Suppose $t>0$ and $0<\delta<1$. Prove: $\int_{0}^{t} (t-s)^{-1/2}s^{-1+\delta/2}ds=t^{(-1+\delta)/2}$.

I tried dilation but it didn't work. I appreciate if anyone can give some hints.
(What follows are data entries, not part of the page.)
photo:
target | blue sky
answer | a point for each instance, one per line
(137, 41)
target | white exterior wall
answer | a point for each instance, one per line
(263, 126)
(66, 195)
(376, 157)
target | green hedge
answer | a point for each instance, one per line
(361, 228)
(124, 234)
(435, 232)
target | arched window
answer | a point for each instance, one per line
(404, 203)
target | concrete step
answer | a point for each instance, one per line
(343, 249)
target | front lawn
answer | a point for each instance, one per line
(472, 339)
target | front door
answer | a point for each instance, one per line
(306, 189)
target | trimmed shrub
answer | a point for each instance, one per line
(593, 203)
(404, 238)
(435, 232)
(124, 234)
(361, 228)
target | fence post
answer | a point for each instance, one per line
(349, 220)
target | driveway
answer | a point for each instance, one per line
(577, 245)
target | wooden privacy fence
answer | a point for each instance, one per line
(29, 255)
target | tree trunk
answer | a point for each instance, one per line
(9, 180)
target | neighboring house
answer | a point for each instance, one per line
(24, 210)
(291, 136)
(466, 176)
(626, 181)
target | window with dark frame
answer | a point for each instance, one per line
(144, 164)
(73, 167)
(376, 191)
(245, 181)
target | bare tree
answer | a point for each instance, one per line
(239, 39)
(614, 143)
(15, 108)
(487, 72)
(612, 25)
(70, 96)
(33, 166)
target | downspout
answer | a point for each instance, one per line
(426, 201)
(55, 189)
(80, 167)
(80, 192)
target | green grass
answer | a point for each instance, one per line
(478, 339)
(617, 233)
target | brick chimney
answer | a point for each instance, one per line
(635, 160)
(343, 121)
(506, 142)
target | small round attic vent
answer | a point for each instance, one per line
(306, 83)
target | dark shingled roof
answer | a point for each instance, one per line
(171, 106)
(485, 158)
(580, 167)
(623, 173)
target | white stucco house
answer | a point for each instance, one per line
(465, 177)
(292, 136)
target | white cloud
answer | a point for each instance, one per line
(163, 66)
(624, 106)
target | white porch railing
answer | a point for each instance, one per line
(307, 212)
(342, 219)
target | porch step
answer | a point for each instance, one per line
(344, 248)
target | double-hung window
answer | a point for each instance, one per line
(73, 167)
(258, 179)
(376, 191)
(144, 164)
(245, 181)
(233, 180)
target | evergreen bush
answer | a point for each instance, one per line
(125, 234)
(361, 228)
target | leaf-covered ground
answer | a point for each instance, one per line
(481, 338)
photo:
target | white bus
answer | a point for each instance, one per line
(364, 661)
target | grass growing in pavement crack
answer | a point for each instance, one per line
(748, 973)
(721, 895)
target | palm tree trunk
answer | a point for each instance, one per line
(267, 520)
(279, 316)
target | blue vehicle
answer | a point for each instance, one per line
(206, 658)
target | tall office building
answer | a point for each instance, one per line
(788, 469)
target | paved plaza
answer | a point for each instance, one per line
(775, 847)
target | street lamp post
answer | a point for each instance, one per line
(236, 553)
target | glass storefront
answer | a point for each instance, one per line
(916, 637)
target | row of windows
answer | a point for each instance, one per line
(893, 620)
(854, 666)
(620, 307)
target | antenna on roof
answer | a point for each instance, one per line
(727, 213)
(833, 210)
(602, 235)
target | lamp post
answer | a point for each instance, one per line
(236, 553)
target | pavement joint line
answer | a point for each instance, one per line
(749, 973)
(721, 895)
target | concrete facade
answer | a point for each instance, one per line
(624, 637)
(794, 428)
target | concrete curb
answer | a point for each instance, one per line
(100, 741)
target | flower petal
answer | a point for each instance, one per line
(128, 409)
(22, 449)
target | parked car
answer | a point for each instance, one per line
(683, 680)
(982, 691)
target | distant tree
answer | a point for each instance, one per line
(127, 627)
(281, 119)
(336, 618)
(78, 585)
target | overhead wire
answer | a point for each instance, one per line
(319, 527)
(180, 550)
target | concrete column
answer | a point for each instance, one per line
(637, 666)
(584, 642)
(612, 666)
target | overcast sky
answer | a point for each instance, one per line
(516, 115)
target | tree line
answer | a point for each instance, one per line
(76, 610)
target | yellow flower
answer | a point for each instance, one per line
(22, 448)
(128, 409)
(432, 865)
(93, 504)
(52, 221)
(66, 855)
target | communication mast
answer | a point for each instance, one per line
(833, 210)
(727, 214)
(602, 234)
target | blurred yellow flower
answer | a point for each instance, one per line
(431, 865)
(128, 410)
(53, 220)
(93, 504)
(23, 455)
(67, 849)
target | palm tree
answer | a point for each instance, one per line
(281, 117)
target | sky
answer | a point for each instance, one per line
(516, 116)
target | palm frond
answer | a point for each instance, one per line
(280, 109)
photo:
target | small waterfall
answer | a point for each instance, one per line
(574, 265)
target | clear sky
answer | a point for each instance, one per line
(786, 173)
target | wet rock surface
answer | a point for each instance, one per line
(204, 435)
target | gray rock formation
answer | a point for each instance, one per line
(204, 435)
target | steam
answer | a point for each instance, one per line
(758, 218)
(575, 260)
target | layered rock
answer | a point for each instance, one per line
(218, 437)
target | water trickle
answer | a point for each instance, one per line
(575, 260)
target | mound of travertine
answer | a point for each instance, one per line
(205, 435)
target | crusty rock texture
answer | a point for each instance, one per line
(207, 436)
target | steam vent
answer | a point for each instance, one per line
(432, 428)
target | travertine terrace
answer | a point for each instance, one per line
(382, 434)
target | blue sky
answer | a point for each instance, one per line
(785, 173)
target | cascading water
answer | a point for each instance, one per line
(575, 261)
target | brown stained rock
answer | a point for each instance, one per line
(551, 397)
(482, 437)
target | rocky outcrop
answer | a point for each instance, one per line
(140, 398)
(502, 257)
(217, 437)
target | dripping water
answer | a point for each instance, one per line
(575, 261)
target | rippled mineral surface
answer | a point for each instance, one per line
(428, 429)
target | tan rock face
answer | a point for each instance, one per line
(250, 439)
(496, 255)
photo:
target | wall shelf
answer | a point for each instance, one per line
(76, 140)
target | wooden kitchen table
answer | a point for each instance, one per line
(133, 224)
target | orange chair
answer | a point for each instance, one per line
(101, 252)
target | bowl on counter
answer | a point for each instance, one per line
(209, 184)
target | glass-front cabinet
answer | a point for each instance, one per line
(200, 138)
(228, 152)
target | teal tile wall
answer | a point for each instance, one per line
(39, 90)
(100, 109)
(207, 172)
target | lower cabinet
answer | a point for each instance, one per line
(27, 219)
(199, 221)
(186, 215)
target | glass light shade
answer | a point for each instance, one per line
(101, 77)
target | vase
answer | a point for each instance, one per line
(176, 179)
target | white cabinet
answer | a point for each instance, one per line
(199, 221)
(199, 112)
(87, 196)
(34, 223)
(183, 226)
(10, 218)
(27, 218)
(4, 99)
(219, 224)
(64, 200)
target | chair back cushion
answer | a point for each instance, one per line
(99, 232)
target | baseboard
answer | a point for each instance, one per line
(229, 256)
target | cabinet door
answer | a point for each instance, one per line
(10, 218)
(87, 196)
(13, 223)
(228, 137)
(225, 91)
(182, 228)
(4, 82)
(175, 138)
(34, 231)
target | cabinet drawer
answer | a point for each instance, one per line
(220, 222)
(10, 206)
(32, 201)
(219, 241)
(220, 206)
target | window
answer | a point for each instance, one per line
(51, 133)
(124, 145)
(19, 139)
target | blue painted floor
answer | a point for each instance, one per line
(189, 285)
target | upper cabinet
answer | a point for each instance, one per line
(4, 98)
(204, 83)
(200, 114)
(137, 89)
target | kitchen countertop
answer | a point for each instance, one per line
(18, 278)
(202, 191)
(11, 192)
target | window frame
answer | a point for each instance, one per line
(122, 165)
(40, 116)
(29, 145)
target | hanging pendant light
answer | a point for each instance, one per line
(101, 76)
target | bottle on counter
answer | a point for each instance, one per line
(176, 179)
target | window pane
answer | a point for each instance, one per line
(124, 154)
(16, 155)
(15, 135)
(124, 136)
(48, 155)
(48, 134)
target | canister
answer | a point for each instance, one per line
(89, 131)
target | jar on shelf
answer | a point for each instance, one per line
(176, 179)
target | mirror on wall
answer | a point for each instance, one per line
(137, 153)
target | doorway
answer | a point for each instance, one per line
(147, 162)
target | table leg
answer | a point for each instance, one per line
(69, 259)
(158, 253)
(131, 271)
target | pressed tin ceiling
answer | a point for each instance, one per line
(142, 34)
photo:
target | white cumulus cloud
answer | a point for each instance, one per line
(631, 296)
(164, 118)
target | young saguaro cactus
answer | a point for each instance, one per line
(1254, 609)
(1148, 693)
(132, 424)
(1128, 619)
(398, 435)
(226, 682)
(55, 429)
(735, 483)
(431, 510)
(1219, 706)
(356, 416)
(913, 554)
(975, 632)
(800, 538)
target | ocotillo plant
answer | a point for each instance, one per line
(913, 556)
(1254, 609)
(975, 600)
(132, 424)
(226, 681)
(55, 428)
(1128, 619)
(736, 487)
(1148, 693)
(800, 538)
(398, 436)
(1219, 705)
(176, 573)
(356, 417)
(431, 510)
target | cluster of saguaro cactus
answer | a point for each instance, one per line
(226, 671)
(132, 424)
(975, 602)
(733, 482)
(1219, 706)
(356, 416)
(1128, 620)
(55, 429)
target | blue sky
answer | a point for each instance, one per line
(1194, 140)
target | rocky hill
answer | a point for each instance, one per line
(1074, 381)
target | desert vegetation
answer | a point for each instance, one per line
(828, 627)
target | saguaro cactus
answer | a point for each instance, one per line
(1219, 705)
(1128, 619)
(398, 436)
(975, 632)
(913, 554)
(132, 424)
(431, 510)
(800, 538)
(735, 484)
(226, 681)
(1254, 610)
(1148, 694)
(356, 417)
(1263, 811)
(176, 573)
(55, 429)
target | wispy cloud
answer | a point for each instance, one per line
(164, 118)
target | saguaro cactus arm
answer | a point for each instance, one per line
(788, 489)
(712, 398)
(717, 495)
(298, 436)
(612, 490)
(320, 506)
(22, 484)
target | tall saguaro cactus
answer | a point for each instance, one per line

Thank you.

Answer 1

First:

$$(t-s)^{-1/2}s^{-1+\delta/2}=t^{-1/2}\left(1-\frac st\right)^{-1/2}s^{-1+\delta/2}=t^{-3/2+\delta/2}\left(1-\frac st\right)^{-1/2}\left(\frac st\right)^{-1+\delta/2}$$

Now substitution:

$$\frac st=:u\implies ds=t\,du\implies$$

$$\int_0^t(t-s)^{-1/2}s^{-1+\delta/2}ds=t^{-1/2+\delta/2}\int_0^1(1-u)^{-1/2}u^{-1+\delta/2}du=$$

$$=t^{-\frac{1+\delta}2}B\left(\frac12\,,\,\frac\delta2\right)\;,\;\;B=\text{the beta function}$$

If the result stated in your question was true, then we'd get

$$1=B\left(\frac12\,,\,\frac\delta2\right)=\frac{\Gamma\left(\frac12\right)\Gamma\left(\frac\delta2\right)}{\Gamma\left(\frac{1+\delta}2\right)}=\frac{\sqrt\pi\,\Gamma\left(\frac\delta2\right)}{\Gamma\left(\frac{1+\delta}2\right)}\ldots\,\text{etc.}$$

Something seems to be wrong in the result you want to prove.

Answer 2

Using the same steps as DonAntonio in his answer,$$\int_0 ^t \frac{s^{\frac{\delta }{2}-1}}{\sqrt{t-s}}\,ds=\sqrt{\pi }\frac{\Gamma \left(\frac{\delta }{2}\right) }{\Gamma \left(\frac{\delta +1}{2}\right)}t^{\frac{\delta -1}{2}}$$ If $\delta$ is close to $0$, Taylor series give $$\sqrt{\pi }\frac{\Gamma \left(\frac{\delta }{2}\right) }{\Gamma \left(\frac{\delta +1}{2}\right)}=\frac{2}{\delta }+\log (4)+ \left(\log ^2(2)-\frac{\pi ^2}{12}\right)\delta+O\left(\delta ^2\right)$$ If $\delta$ is close to $1$, Taylor series give $$\sqrt{\pi }\frac{\Gamma \left(\frac{\delta }{2}\right) }{\Gamma \left(\frac{\delta +1}{2}\right)}=\pi -\pi \log (2)(\delta -1)+O\left((\delta -1)^2\right)$$